# Seiko for real Men



## Roy (Feb 23, 2003)

From old Forum :

Seiko divers are for real men, they wear them with pride! Omegas are for girls! Since we are all agreed that Omegas have no style, then it surely follows that Seiko divers are THE BEST, ever!

Thanks for your indulgence.

We all know that Neil and Andy secretly lust after a nice Seiko!!!!!!!!!Does anyone know of the naufacturing process involved here? I suspect that the cyclops is perhaps bonded to the crystal, but how?

Does anyone in Britain make new dials for watches?

Peter


----------



## Roy (Feb 23, 2003)

There are no dial makers that I know of in the UK, just restorers.

The cyclops window is bonded to the crystal with special glue.


----------



## Griff (Feb 23, 2003)

Are all date magnifiers bonded like this.......including Rolex?


----------



## Roy (Feb 23, 2003)

As far as I know , Yes.


----------



## Andy (Feb 23, 2003)

Let me get this straight. Peter says that "we are all agreed that Omega's have no style". Sorry I must have missed that particular poll, or is this a case of one person assuming everyone MUST agree with what they say.

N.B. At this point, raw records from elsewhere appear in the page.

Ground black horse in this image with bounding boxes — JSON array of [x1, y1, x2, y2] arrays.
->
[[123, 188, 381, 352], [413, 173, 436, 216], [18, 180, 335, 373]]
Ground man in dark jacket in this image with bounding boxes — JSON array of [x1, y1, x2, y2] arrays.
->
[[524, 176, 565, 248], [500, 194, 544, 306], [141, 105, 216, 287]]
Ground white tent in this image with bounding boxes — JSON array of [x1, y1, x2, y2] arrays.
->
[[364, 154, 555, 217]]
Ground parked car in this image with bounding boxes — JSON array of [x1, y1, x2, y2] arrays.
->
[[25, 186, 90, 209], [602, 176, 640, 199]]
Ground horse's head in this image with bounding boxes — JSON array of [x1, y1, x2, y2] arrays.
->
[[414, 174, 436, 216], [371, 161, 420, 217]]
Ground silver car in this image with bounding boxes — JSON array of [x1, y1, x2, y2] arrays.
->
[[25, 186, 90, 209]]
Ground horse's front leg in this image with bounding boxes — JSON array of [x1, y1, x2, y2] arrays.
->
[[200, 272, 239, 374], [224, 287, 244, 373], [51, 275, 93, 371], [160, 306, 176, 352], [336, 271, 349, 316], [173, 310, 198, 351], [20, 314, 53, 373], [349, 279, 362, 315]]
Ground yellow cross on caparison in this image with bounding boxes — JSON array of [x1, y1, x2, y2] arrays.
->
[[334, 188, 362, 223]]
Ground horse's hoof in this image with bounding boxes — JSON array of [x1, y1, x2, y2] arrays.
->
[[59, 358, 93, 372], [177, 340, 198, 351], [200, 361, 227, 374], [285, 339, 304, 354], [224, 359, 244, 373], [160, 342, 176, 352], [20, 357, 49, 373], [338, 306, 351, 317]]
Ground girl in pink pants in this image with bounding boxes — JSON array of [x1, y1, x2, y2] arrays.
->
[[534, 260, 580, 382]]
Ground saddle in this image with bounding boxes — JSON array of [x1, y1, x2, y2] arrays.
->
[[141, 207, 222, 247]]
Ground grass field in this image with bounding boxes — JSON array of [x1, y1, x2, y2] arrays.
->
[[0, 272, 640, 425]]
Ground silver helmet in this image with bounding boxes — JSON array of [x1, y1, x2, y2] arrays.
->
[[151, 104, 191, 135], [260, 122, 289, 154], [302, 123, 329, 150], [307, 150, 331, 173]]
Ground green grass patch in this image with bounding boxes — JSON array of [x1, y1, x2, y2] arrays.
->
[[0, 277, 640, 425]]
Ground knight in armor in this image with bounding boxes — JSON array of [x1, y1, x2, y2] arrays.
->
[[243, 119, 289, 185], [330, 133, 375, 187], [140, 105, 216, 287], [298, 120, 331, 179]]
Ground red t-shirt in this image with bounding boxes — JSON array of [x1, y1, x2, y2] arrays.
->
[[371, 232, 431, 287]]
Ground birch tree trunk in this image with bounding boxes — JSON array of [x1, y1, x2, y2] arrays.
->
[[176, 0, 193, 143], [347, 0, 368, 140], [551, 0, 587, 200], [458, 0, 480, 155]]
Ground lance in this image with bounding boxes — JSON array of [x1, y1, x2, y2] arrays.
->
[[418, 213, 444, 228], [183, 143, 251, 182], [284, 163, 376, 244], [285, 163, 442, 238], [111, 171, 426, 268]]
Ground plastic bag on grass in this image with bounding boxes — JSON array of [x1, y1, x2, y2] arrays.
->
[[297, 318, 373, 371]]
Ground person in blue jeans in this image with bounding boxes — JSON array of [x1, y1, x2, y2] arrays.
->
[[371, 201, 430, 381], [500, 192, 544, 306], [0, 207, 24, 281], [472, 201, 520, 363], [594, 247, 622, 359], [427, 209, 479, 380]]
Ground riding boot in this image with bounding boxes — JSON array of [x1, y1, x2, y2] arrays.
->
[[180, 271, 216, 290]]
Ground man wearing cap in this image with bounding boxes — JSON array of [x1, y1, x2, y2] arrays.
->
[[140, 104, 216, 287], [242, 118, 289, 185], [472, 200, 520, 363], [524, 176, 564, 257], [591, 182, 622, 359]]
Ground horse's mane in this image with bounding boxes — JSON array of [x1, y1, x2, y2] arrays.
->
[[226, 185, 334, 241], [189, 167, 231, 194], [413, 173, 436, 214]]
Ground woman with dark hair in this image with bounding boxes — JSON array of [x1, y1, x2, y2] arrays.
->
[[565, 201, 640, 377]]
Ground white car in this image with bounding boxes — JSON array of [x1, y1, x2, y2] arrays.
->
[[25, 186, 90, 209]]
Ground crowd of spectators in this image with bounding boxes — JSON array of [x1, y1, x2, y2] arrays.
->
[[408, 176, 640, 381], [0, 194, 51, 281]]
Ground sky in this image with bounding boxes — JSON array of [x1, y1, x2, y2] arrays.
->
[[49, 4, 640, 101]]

As far as me "lusting after a nice Seiko" I suppose he's not taking into account the dozen or so I actually own...Here's one of them










A BLACK FACED SEIKO ALPINIST SHOULD BE HERE BUT YET AGAIN MY PICS ARE DISSAPEARING.


----------



## Roy (Feb 23, 2003)

I think it was just a joke Andy.


----------



## 84469hill (Feb 24, 2003)

I don`t think andys dissappearing photos are a joke


----------



## DavidH (Feb 24, 2003)

As the man says, Seiko for real Men


----------



## peter (Feb 23, 2003)

Sorry Andy, "Seikos are for real men etc.," was just a wind up. My humour is not so detectable in writing.

Nice Alpinist but where is the cyclops? The watch has been emasculated?

Peter


----------



## Andy (Feb 23, 2003)

Actually I don't have it yet. I'm buying it off a guy in the States. He told me he'd had the cyclops professionally removed, which beggers belief frankly, but it is the highly desireable black face model so I can live with that. I suppose I could always order a new crystal.

No need to apologise for your sense of humour. I'm beginning to wonder since being on this forum if I actually have one.


----------